Man nannte ihn den
Trompeter von Eckernförde
Jürgen Hansen ruht in Kellinghusen.
Von Herbert Lüdemann
In diesem Jahr (1849) wiederholt sich der 140. Jahrestag des „Gefechts von Eckernförde“. Auch in Kellinghusen wird an dieses Gefecht erinnert, doch nur wenige kennen diesen Hinweis. Auf dem Südfriedhof steht ein Grabstein mit folgender Inschrift:
Er stritt 1848 für die Befreiung Schleswig-Holsteins. In der Schanze bei Eckernförde am 5. April 1849 schwer verwundet, blies er „Schleswig-Holstein meerumschlungen“.
Jürgen Hansen wurde am 26. Dezember 1825 als Sohn des Insten Hans Hansen und seiner Ehefrau Margaretha Borchers im Lehmberg geboren. Der Lehmberg war früher ein selbständiger Ort und wurde 1813 in Kellinghusen eingemeindet. Als Dienstknecht meldete sich Jürgen Hansen 1848 zur schleswig-holsteinischen Armee und nahm an dem Befreiungskrieg gegen die Dänen teil. Als am 5. April (Gründonnerstag) 1849 die dänische Flotte versuchte, in Eckernförde zu landen, gehörte er als Unteroffizier und Trompeter zur Besatzung der Nordschanze, die mit sechs Standgeschützen besetzt war. Als das Artilleriegefecht morgens gegen sieben Uhr begann, fielen auch bald die ersten dänischen Geschosse auf die Nordschanze, zumal das größte und beste Kriegsschiff der dänischen Flotte, der Segler Christian VIII., mit 84 Kanonen bestückt, durch heftige Ostwinde zu nahe an die Nordschanze trieb. Als einer der ersten der Besatzung dieser Schanze wurde Jürgen Hansen am Gesäß und einer Wade schwer verwundet. Durch weiteren Beschuß gab es weitere Verwundete, und es entstand in der Batterie eine Verwirrung.
Als dies Jürgen Hansen sah, griff er trotz seiner schweren Verwundung zur Trompete und blies das, 1844 zur Befreiung von den Dänen, komponierte Schleswig-Holstein Lied „Schleswig-Holstein meerumschlungen“. Dieses Signal gab der Besatzung der Nordschanze wieder Mut, und das Flaggschiff Christian VIII. wurde am späten Nachmittag in Brand geschossen. Der Kommandant mußte schließlich die weiße Fahne hissen. Sehr schnell hatte das Feuer die Pulverkammer erreicht, und mit einem gewaltigen Knall flog das schöne stolze Schiff in die Luft. Ein ungeheurer Jubel ging durch ganz Schleswig-Holstein, denn man glaubte, der Tag der Befreiung sei gekommen; doch es dauerte noch weitere 15 Jahre und manche Schlacht wurde bis dahin verloren oder gewonnen.

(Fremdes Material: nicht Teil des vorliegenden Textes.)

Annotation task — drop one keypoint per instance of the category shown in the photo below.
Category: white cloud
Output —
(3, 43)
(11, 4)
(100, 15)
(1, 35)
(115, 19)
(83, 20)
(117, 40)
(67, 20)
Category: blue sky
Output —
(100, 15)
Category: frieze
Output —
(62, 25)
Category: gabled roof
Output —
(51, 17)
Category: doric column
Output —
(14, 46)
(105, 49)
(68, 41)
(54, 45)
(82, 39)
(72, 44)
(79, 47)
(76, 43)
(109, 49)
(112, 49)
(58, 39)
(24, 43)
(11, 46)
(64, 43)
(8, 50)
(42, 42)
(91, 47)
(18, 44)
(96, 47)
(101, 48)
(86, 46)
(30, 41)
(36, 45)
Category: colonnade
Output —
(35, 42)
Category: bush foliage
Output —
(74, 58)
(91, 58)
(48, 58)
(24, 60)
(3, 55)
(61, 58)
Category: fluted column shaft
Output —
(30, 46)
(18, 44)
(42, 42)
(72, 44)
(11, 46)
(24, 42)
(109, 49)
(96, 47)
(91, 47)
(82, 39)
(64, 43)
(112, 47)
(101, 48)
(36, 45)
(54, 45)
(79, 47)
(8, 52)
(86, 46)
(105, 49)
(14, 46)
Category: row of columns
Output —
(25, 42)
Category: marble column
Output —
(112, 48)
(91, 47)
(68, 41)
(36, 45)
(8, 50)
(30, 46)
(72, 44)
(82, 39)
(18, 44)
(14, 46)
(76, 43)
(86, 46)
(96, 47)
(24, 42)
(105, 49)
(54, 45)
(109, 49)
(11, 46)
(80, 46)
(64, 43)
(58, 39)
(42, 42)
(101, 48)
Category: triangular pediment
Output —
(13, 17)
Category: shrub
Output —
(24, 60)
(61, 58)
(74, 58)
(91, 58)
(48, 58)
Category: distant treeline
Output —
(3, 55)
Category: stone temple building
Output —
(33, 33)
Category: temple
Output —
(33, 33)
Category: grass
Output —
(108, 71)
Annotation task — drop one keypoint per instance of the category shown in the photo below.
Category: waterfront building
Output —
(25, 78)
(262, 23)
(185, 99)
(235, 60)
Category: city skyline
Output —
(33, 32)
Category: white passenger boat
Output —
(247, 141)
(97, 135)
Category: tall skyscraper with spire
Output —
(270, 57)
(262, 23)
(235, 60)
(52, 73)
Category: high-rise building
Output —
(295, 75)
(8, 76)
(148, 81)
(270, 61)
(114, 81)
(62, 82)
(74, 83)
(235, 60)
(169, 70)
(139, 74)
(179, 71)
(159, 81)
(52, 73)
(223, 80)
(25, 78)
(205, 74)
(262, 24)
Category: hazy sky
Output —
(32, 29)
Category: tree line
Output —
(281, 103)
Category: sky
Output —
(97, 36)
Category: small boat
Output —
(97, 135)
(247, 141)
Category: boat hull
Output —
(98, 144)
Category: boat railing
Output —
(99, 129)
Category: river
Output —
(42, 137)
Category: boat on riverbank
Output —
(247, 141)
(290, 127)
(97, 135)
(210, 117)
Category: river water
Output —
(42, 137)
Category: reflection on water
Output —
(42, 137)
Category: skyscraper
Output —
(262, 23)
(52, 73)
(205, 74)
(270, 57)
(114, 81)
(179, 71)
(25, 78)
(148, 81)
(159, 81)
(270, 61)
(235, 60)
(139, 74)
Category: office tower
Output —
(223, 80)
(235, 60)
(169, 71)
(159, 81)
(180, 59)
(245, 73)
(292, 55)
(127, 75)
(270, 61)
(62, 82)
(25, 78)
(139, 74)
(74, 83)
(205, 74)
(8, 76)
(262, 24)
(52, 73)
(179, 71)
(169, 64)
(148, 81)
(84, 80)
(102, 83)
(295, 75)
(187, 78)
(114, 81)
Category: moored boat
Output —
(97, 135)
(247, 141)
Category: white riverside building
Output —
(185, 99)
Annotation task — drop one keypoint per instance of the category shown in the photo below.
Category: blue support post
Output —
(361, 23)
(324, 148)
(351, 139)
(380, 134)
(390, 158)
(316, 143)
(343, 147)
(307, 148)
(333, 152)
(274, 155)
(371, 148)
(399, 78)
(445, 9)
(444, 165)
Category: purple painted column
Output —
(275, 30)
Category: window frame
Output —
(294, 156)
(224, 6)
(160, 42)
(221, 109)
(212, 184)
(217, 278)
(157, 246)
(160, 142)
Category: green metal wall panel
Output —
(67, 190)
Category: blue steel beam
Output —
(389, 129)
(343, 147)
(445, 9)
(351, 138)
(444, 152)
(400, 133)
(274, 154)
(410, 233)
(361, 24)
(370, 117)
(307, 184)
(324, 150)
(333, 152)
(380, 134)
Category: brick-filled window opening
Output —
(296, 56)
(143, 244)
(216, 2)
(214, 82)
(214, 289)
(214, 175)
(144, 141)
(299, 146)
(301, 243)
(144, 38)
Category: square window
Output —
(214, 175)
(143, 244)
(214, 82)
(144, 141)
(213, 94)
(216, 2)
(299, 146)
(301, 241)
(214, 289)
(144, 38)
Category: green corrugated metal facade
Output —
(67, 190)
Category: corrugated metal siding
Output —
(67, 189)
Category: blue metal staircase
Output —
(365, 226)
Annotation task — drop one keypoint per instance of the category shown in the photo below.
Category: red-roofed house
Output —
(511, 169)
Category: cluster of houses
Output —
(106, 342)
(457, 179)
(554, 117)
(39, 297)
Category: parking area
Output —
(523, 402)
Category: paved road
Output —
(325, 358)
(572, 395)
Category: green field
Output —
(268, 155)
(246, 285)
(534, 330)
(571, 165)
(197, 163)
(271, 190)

Jürgen Hansen konnte, gleich nachdem er das Signal geblasen hatte, von dem Kellinghusener Landmann David Peperkorn aus dem Bereich des feindlichen Feuers gerettet werden. Als „Trompeter von Eckernförde“ wurde Jürgen Hansen später in der Geschichte der schleswig-holsteinischen Erhebung erwähnt. Ob er eine Auszeichnung erhalten hat, ist nicht bekannt. Aber alle, die an diesem Krieg teilnahmen, waren später Mitglied der Kampfgenossenschaft von 1848 - 1851 und waren bis zum Lebensende von den Steuern befreit. 1889 gab es in Kellinghusen und Umgebung noch etwa 120 Mitglieder.
Jürgen Hansens Wunden sind nie ganz verheilt: trotzdem arbeitete er sich als „Tiefbauunternehmer ?“ hoch. Er war nicht nur an der Stör beim Ausbaggern beschäftigt (einen Bagger gab es nicht, der Sand wurde aus der Stör „gekätschert“), auch manche Chausseestraße wurde von ihm ausgebaut. Die Grabstätte des „Trompeters von Eckernförde“ auf dem hiesigen Friedhof wurde von den Enkeln und Urenkeln der Familie Hansen bis heute gepflegt. Auch durch eine Vereinbarung zwischen der Stadtgemeinde Kellinghusen und der Kirchenverwaltung im Jahre 1978 wird die Grabstätte von der Friedhofsverwaltung in Ordnung gehalten.